Human saphenous vein or RA (after stretch injury) was cut transversely into rings of 1–2 mm in width and suspended in a muscle bath containing a bicarbonate buffer (120 mM NaCl, 4.7 mM KCl, 1.0 mM MgSO₄, 1.0 mM NaH₂PO₄, 10 mM glucose, 1.5 mM CaCl₂, and 25 mM NaHCO₃, pH 7.4) equilibrated with 95% O₂/5% CO₂ at 37°C. Force measurements were obtained using the Radnoti force transducer (model 159901A) interfaced with a PowerLab data acquisition system and Chart software. Tissues were progressively adjusted to a resting tension of 1 g for 1 h and then primed by passive stretch to 3 g and immediately returned to the resting tension. This produced the maximal force–tension relationship as previously described (Flynn et al., 2005; Voskresensky et al., 2014; Jespersen et al., 2015). After equilibration at resting tension for an additional 1 h, the rings were contract with 110 mM KCl (with equimolar replacement of NaCl in bicarbonate buffer) repeatedly until a maximum tension was obtained to determine functional viability. Contractile responses were defined by stress, calculated using force generated by tissues. Each data point was averaged from at least two rings from the same specimen.

Statistical Analysis

Data were reported as mean responses±SEM. The statistical significance (p value) and achieved power of each experiment was determined using GraphPad Prism version 5.0 and G*Power version 3.1.9.2 (www.gpower.hhu.de/en.html), respectively. Paired t-tests were used for experiments with dependent (matched pairs) samples from the same animal. A p value <0.05 was considered statistically significant.

Results

Harvest and Preparation Impair Smooth Muscle Contractile Function of HSV

To determine the impact of surgical harvest and preparation on physiologic function of HSV, segments were harvested under direct exposure with no traction (UP) or obtained after endoscopic harvest and preparation and prior to implantation (AP). Rings of 1–2 mm were suspended in a muscle bath, and smooth muscle contractile response to the depolarizing agent KCl (110 mM) was determined. Contractile responses were impaired in the AP compared to paired UP segments (Figure 1).

FIGURE 1

Figure 1. Harvest and preparation impair smooth muscle contractile function of human saphenous veins. Paired HSV (n = 6) were collected from CABG patients immediately after harvest (UP) and after graft preparation (AP) and suspended in the muscle bath. Contractile response to 110 mM KCl was measured. *p < 0.05.

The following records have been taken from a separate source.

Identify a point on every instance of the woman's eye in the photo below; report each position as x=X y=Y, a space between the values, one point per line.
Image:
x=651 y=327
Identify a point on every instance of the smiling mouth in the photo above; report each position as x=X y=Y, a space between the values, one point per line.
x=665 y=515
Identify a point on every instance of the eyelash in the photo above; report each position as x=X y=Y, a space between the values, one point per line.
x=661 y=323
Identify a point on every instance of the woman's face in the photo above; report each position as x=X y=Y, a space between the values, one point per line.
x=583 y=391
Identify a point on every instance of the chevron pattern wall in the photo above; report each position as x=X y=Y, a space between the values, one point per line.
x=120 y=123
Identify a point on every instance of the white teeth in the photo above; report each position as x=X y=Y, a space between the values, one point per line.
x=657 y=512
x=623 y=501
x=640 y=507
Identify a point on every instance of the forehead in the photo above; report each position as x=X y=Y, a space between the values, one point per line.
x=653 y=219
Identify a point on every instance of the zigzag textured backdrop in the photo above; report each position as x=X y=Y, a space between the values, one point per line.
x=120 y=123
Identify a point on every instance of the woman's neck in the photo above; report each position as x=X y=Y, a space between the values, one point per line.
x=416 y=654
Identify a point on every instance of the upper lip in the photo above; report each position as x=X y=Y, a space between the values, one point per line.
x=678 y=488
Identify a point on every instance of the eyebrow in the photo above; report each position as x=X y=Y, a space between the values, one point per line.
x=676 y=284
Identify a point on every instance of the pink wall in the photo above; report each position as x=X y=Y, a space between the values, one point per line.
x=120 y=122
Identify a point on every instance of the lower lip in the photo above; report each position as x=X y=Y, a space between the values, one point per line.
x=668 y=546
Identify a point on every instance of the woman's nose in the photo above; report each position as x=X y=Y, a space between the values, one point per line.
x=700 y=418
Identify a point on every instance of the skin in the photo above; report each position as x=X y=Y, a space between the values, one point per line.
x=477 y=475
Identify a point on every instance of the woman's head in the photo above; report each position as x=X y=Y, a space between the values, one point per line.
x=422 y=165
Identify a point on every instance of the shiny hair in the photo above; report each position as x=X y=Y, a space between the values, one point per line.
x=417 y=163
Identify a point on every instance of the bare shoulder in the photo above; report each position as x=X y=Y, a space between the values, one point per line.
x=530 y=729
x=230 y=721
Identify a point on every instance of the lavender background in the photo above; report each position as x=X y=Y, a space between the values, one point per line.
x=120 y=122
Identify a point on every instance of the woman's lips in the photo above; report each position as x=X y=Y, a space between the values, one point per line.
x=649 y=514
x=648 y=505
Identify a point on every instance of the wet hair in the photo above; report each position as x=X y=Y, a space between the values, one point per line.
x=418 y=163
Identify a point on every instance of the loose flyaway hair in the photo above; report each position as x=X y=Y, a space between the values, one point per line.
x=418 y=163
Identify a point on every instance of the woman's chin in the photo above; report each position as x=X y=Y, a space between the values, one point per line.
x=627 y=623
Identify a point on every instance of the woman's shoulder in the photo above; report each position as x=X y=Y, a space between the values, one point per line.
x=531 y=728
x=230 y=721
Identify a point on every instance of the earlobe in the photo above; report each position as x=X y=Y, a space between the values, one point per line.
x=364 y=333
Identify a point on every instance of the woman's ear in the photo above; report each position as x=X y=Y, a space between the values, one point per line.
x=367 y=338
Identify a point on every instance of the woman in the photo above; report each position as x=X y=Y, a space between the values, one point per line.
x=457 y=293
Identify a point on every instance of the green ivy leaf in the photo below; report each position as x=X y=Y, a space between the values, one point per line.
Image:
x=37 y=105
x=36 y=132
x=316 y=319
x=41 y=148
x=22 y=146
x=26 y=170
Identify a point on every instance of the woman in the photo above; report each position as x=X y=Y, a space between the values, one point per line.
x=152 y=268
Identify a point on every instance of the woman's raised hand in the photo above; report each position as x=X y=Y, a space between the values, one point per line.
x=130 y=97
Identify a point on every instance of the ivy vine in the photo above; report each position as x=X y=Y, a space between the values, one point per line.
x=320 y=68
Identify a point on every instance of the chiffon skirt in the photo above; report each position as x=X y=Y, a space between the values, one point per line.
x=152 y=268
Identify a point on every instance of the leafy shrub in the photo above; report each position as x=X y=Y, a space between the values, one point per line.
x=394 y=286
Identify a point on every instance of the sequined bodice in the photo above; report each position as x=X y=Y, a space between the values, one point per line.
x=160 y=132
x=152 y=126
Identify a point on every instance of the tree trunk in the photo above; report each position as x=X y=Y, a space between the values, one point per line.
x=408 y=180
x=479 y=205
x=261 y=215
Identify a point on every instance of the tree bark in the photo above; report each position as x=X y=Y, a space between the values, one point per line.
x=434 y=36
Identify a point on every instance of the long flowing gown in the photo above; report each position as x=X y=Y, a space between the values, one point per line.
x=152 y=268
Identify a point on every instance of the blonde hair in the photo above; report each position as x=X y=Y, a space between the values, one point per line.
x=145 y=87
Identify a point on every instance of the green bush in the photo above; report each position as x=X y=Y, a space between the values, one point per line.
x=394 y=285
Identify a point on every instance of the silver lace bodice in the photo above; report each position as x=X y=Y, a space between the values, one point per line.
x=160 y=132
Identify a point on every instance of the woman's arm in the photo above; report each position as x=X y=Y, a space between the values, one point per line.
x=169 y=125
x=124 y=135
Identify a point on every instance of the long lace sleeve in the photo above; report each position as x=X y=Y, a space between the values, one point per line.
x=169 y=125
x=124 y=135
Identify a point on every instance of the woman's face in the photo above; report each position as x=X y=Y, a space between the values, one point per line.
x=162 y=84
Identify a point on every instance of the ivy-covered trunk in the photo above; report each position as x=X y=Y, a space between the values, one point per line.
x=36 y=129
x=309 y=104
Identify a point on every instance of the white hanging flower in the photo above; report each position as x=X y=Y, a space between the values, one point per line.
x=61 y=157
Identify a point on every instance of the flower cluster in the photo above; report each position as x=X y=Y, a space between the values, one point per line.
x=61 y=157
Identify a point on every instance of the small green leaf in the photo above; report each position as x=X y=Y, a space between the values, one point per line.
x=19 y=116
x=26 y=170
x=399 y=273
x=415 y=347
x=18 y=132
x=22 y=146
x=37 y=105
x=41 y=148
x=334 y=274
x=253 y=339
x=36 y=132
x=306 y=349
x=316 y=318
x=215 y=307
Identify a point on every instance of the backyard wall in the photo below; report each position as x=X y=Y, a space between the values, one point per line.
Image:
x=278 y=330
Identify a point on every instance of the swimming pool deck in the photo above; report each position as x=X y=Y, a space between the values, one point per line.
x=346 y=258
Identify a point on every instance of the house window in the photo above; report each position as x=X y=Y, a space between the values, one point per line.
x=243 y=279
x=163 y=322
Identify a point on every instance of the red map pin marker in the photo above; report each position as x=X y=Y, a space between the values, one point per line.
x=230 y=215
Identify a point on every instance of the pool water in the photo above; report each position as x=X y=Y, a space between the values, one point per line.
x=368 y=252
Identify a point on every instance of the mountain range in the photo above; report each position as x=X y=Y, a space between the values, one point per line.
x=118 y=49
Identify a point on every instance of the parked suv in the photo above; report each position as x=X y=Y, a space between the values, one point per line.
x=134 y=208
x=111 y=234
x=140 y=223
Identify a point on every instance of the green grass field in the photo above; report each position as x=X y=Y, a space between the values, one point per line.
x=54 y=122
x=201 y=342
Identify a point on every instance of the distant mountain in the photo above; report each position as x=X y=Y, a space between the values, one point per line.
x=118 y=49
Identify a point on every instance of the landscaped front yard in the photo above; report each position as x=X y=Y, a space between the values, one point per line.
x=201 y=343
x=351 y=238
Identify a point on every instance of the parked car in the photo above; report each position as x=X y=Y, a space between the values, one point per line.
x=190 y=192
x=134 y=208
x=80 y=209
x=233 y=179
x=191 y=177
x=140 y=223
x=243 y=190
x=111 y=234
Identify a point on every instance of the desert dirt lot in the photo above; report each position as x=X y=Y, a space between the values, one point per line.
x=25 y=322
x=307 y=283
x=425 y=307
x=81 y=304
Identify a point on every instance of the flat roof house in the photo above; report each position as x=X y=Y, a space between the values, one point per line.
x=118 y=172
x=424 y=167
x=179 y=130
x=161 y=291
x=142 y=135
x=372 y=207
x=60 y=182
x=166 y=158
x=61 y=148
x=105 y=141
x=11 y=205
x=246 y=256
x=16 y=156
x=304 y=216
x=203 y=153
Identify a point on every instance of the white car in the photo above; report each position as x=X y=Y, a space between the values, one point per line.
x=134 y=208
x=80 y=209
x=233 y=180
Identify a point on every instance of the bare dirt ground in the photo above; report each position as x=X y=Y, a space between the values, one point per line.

Mechanical Characterization of Subfailure Overstretch Injury of RA

To examine vascular stretch injury under controlled conditions, we developed a traction stretch injury model using isolated RA that produced subfailure overstretch injury. First, the mechanical properties of the longitudinal stretch of isolated RA were characterized. Weights were added progressively to generate longitudinal stretch (Figure 2A), resulting in concomitant increase in stress in the tissues (Figure 2B). Stretch–stress behavior indicated that additional weight continued to increased stress with little further increase in stretch ratio until yielding of the tissue. Location of failure sites varied and structural failure occurred under 112.5 ± 33.8 g of force with a corresponding axial stress of 26.93 ± 10.92 × 10⁵ N/m² (Figure 3).

FIGURE 2

Figure 2. Mechanical characterization of longitudinal stretch in the rat abdominal aorta model (RA). Axial load (force, g) were progressively added to stretch the RA. (A) Stretch ratio and (B) real axial stress were calculated from progressively stretched length in isolated RA (n = 4). Arrows indicate averaged axial load at which structural failure occurred.

FIGURE 3

Figure 3. Stretch–stress relationship of longitudinal stretch in the RA model. Average axial stress vs. stretch ratio of progressive, longitudinally stretched RA, as shown in Figure 2, showed a non-linear mechanical behavior. Average stress produced at structural failure is indicated by the red arrow. Range of stress produced by subfailure overstretch (haptic endpoint) is indicated by blue area (n = 6). Gray area indicates physiological range of wall stress.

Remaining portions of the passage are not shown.